L’influence de Forbes sur l’étude des glaciers fut considérable. Dans la tradition de l’empirisme anglo-saxon, il apporta surtout un changement méthodologique majeur en menant les premières études physiques quantitatives sur le mouvement des glaciers464. Pendant l’été 1842, il effectua une triangulation détaillée de la Mer de glace afin d’en étudier le mouvement et d’en dresser une carte. Il compléta ses observations de terrain par des expérimentations en laboratoire. Dans son ouvrage devenu classique, Travels through the Alps of Savoy (1843)465, Forbes rejetait définitivement la théorie de la dilatation et proposait une nouvelle version de la théorie de la gravité, dans laquelle le mouvement glaciaire était provoqué par l’action conjointe de la gravité et d’une lubrification par l’eau libre à la base du glacier.
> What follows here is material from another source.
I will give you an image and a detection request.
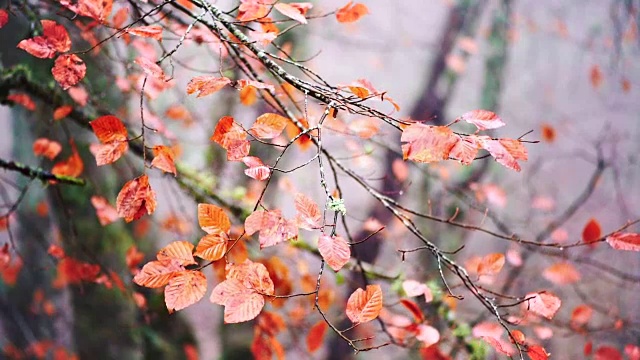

Il comparait aussi la glace à une substance plastique466, qui s’étendait ou se compressait en fonction du mouvement pour s’adapter à la course du glacier et aux irrégularités de son lit, les crevasses apparaissant quand l’extension était trop importante.

Malgré une santé déclinante, qui l’empêcha de mener de nouvelles expériences, Forbes resta jusqu’à sa mort en 1868 le principal glaciologue anglais, même si son œuvre théorique fut l’objet de critiques continuelles de la part d’Agassiz et de ses disciples. Contrairement à ceux-ci, John Tyndall appuya ses critiques sur le même type d’études physiques quantitatives que Forbes avait utilisées. Son opposition à la théorie du mouvement glaciaire de Forbes reposait sur l’absence dans la glace de force de tension susceptible de s’exercer sur le lit et les flancs du glacier. Elle convainquit l’opinion scientifique jusqu’à ce que les physiciens démontrent dans les années 1880 que la glace avait une force de tension considérable. L’influence de Forbes sur la glaciologie resta cependant prépondérante jusqu’au début du 20e siècle : selon moi, la formalisation de la discipline autour de l’application de la physique et des mathématiques à l’étude du mouvement glaciaire à cette époque était encore un héritage de l’orientation prise par Forbes dès 1842.

Notes
457.

AGASSIZ Jean Louis Rudolphe. Etudes sur les glaciers. Neuchâtel : [chez l’auteur], 1840.

458.

CUNNINGHAM Frank F James David Forbes on the Mer de Glace in 1842 : early quantification in glaciology. In History of Geomorphology, op. cit., p. 111.

459.

LLIBOUTRY Louis. Traité de Glaciologie. T.1. Glace, Neige, Hydrologie Nivale. Paris : Masson & Cie, 1964, p. 7.

460.

Pour une biographie détaillée, voir : ADAMS-REILLY A., GUTHRIE Peter, SHAIRP John Campbell. Life and letters of James David Forbes. Londres : Macmillan, 1873, 578 p. ; CUNNIGHAM Frank F. James David Forbes : Pioneer Scottish Glaciologist. Edimbourg : Scottish Acad. Press, 1990.

461.

CUNNINGHAM Frank F. James David Forbes on the Mer de Glace in 1842. Op. cit., p. 109-111.

462.

Au terme de sa rapide initiation, Forbes publia en 1842 une étude critique des théories glaciaires contemporaines, basée sur l’étude des textes d’Agassiz, Charpentier, Hugi, Necker, Rendu et Venetz : FORBES James David. On Glacier Theory. Edinburgh Review, 1842, 80, p. 49-105.

463.

Des laminations droites, parallèles et verticales, se répétant en bandes alternés de glace bleue et dure et de glace blanche et douce.

464.

Des observations ponctuelles avaient déjà été effectuées, à la faveur de la découverte fortuite d’objets abandonnés par des montagnards, et Hugi avait effectué entre 1827 et 1836 les premières mesures de vitesse annuelle, mais Forbes fut le premier à tirer des conclusions de ses expériences.

465.

FORBES James David. Travels through the Alps of Savoy and other parts of the Pennine chain, with observations on the phenomena of glaciers. Edimbourg : A. and C.Black, 1843, 424 p.

466.

L’hypothèse de la plasticité de la glace avait déjà été avancée, sans être prouvée, par Bordier en 1773, puis par le chanoine Rendu en 1841, avec lequel Forbes entretenait une correspondance.